The History of the Book in 100 Books: The Complete Story, From Egypt to Ebook, by Roderick Cave and Sara Ayad
The History of the Book in 100 Books: The Complete Story, From Egypt to Ebook, by Roderick Cave and Sara Ayad. Published by Firefly Books in 2014. 288 pp.
Two serious book scholars pick out 100 books that they feel best represent the role books have played in human history. This takes them all the way back to prehistoric cavemen and all over the world.

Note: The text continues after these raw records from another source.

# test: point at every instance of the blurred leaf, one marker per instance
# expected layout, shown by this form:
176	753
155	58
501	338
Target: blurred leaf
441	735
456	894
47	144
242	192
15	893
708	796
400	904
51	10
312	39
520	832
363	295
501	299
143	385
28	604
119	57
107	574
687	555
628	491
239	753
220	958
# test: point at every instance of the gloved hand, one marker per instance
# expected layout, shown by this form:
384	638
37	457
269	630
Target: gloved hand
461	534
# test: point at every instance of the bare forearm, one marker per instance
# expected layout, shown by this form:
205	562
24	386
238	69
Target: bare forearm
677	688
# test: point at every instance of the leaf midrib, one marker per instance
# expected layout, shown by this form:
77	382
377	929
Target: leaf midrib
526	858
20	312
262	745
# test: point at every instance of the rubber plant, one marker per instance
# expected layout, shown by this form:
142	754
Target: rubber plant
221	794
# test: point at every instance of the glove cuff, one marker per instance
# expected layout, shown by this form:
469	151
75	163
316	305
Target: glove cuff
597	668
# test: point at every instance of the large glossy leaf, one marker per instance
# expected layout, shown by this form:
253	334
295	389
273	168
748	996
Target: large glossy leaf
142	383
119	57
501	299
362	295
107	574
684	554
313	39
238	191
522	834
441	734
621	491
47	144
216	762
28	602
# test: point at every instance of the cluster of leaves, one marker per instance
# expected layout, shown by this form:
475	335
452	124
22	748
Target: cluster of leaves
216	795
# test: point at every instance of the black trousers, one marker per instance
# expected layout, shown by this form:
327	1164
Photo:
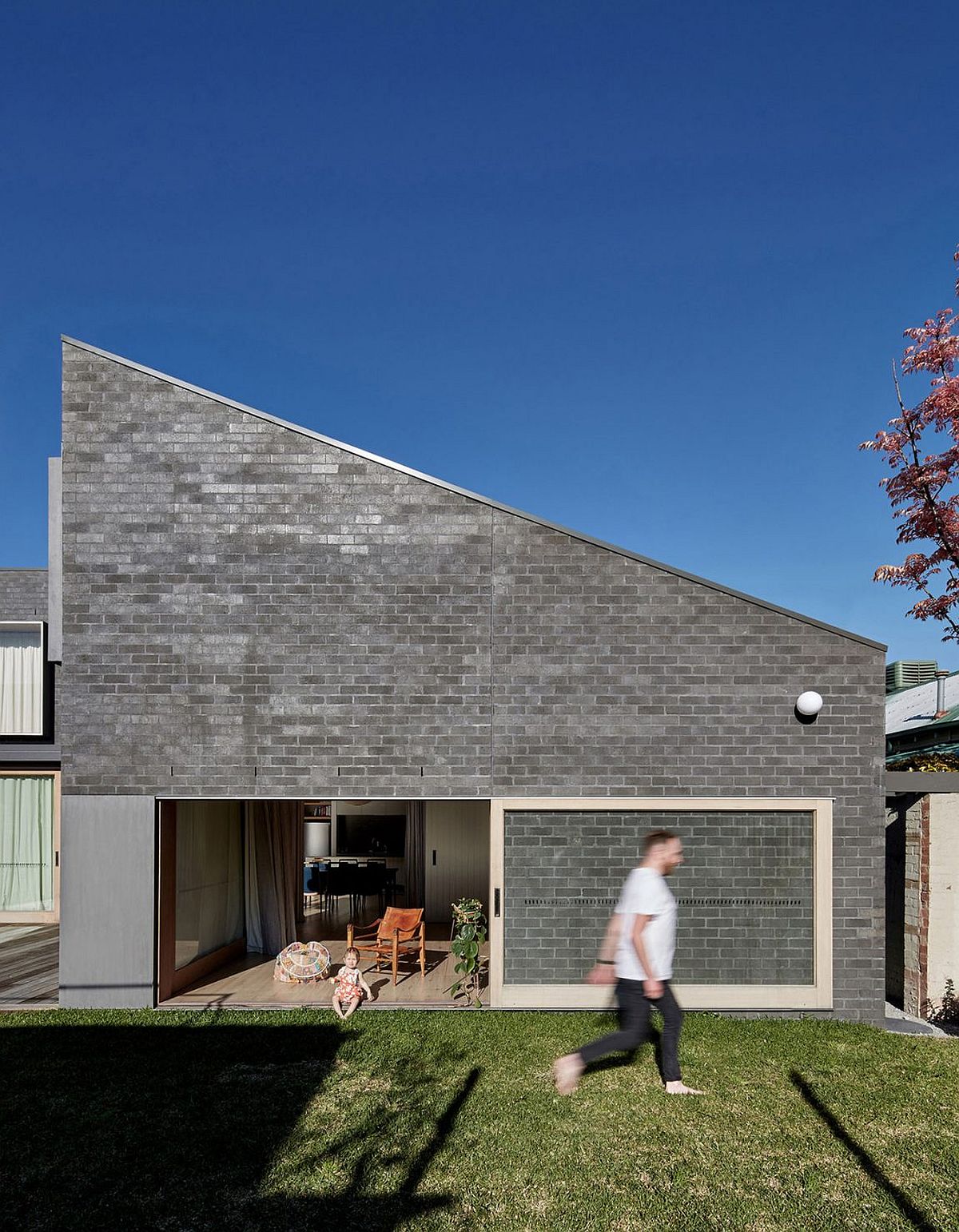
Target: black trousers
634	1027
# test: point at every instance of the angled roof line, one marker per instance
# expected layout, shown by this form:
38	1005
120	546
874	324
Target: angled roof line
474	495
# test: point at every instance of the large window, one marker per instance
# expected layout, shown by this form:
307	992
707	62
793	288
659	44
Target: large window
27	834
754	897
21	678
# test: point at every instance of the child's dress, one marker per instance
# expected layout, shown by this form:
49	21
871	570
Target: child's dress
348	984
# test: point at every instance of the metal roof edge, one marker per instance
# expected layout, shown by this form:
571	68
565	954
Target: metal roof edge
475	495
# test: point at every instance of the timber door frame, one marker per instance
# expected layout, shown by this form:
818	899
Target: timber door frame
52	917
816	996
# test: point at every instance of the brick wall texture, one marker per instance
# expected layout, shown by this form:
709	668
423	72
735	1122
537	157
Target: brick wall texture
252	611
22	594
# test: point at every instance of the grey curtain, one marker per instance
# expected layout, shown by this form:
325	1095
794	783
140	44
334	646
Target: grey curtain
275	880
417	854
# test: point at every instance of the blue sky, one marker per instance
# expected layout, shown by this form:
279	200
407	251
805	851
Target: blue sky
639	268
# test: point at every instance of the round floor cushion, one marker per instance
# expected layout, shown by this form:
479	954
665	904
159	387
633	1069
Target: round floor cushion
304	963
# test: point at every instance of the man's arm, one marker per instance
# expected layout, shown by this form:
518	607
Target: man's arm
603	970
651	986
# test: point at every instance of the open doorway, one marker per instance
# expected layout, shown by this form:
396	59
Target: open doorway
241	879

We learn all about the different forms the book has taken and all the inventions that had to take place for the book to play the huge role it has played.
Pictures play an important role in telling this story and they are very important in the early part of the book. The early Chinese, Greek, and Celtic books are works of art as much as they are texts and it is fascinating to look at the sample pages.
But I think my favorite part of the book is when it gets to the 1500s and we start to meet the historic figures that laid the groundwork for the world we know today. And, since this book centers on books, we suddenly realize how important it was for these figures to have published their work. It is not hard to imagine that if they had not published their books the world would not have developed in the way it did and we certainly would not be familiar with their names today. I am thinking of Tycho Brahe the Danish astronomer, Isaac Newton’s Principles of Natural Philosophy, Carl Linnaeus the Swedish biologist, and others.
We also meet lesser-known figures who made important contributions such as Elizabeth Blackwell, an English illustrator of flowers in the early 1700s; Vesalius, a Venetian in the mid-1500s who documented his human autopsies in a book; and Jacob Perkins, an inventor in the mid-1800s who invented important advances in printing before he got around to inventing refrigeration.
The book ends up by covering the last century and the issue of ebooks. This may be the least compelling part of the book because it covers the most familiar ground. And their comments on ebooks, (mostly negative), are just conjecture, unlike the very specific history in the rest of the book.
At the end there is a glossary and does any industry have such wonderful words? Boustrophedon, duodecimo, harlequinades, palimpsest, Carolingian Miniscule? Just repeat those words and it is obvious that the making of books is the most magic of arts there is!